図2】実施形態1~3のデジタルカメラの構成を示すブロック図。
図3】実施形態1~3のサーバの構成を示すブロック図。
図4】(a)は実施形態1~3におけるバンドルRAW画像ファイルとベストショット判定の説明図、(b)は実施形態1~3におけるプリ撮影「切」の場合のRAWバースト撮影の説明図、(c)は実施形態1~3におけるプリ撮影「入」の場合のRAWバースト撮影の説明図、(d)は実施形態1~3におけるバンドルRAW画像ファイルのデータ構成図。

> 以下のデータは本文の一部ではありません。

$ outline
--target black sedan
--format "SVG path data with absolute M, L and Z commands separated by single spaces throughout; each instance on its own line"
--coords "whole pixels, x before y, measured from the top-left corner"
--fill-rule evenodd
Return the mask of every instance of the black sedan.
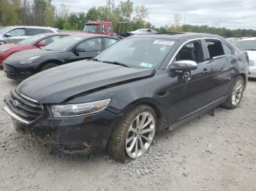
M 235 109 L 248 56 L 202 34 L 135 35 L 96 56 L 41 72 L 5 97 L 18 131 L 68 153 L 108 151 L 138 158 L 157 130 L 222 105 Z M 186 141 L 186 140 L 185 140 Z
M 4 70 L 8 78 L 23 80 L 59 65 L 91 58 L 118 40 L 103 35 L 70 36 L 41 50 L 24 50 L 12 55 L 4 61 Z

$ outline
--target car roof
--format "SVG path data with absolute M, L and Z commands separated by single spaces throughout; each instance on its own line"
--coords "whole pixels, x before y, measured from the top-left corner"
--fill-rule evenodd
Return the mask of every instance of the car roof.
M 173 40 L 190 39 L 196 38 L 217 38 L 223 39 L 220 36 L 203 34 L 203 33 L 157 33 L 157 34 L 143 34 L 132 36 L 129 38 L 151 37 L 156 39 L 167 39 Z
M 78 33 L 78 34 L 75 34 L 74 35 L 72 35 L 72 36 L 80 36 L 80 37 L 83 37 L 84 39 L 86 38 L 91 38 L 91 37 L 108 37 L 108 38 L 112 38 L 112 39 L 119 39 L 115 36 L 109 36 L 109 35 L 103 35 L 103 34 L 86 34 L 86 33 Z
M 42 29 L 52 29 L 54 31 L 58 30 L 57 28 L 53 28 L 50 26 L 7 26 L 9 28 L 42 28 Z
M 246 41 L 246 40 L 256 40 L 256 37 L 244 38 L 244 39 L 240 39 L 239 41 Z

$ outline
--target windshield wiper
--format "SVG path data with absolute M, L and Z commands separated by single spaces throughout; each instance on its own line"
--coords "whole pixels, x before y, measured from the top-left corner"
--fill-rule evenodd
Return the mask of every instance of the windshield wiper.
M 115 64 L 115 65 L 119 65 L 119 66 L 122 66 L 127 68 L 129 68 L 129 66 L 128 66 L 127 65 L 122 63 L 119 63 L 119 62 L 116 62 L 116 61 L 99 61 L 97 60 L 97 61 L 99 62 L 102 62 L 102 63 L 111 63 L 111 64 Z

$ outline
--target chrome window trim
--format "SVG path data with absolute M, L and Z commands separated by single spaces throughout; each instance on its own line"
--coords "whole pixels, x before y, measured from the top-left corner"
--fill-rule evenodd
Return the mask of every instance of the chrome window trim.
M 32 101 L 32 102 L 39 104 L 39 102 L 38 102 L 37 101 L 36 101 L 36 100 L 34 100 L 34 99 L 32 99 L 32 98 L 29 98 L 29 97 L 25 96 L 24 94 L 23 94 L 23 93 L 20 93 L 20 95 L 22 97 L 23 97 L 24 98 L 27 99 L 27 100 L 29 100 L 29 101 Z
M 181 49 L 183 47 L 184 45 L 185 45 L 187 43 L 189 42 L 192 42 L 192 41 L 196 41 L 196 40 L 201 40 L 201 39 L 214 39 L 214 40 L 219 40 L 222 42 L 223 42 L 224 44 L 225 44 L 227 46 L 228 46 L 230 48 L 231 48 L 233 51 L 233 52 L 235 52 L 234 50 L 230 47 L 230 45 L 228 45 L 225 42 L 222 41 L 222 39 L 218 39 L 218 38 L 214 38 L 214 37 L 200 37 L 200 38 L 195 38 L 195 39 L 189 39 L 186 42 L 184 42 L 184 43 L 181 44 L 181 45 L 178 47 L 178 49 L 177 50 L 177 51 L 174 53 L 173 56 L 172 57 L 172 58 L 170 59 L 168 65 L 166 67 L 166 71 L 167 71 L 167 69 L 170 66 L 170 65 L 172 63 L 172 62 L 174 60 L 174 58 L 177 55 L 178 52 L 181 50 Z M 224 56 L 226 55 L 224 55 Z M 214 57 L 214 58 L 217 58 L 217 57 Z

図5】実施形態1~3におけるサーバの処理を示すフローチャート。
図6】実施形態1~3におけるベストショット抽出結果の通知処理を説明する図。
図7】実施形態1におけるデジタルカメラの処理を示すフローチャート。
図8】実施形態1~3におけるバンドルRAW画像ファイルから送信するRAW画像データを切り取る処理の説明図。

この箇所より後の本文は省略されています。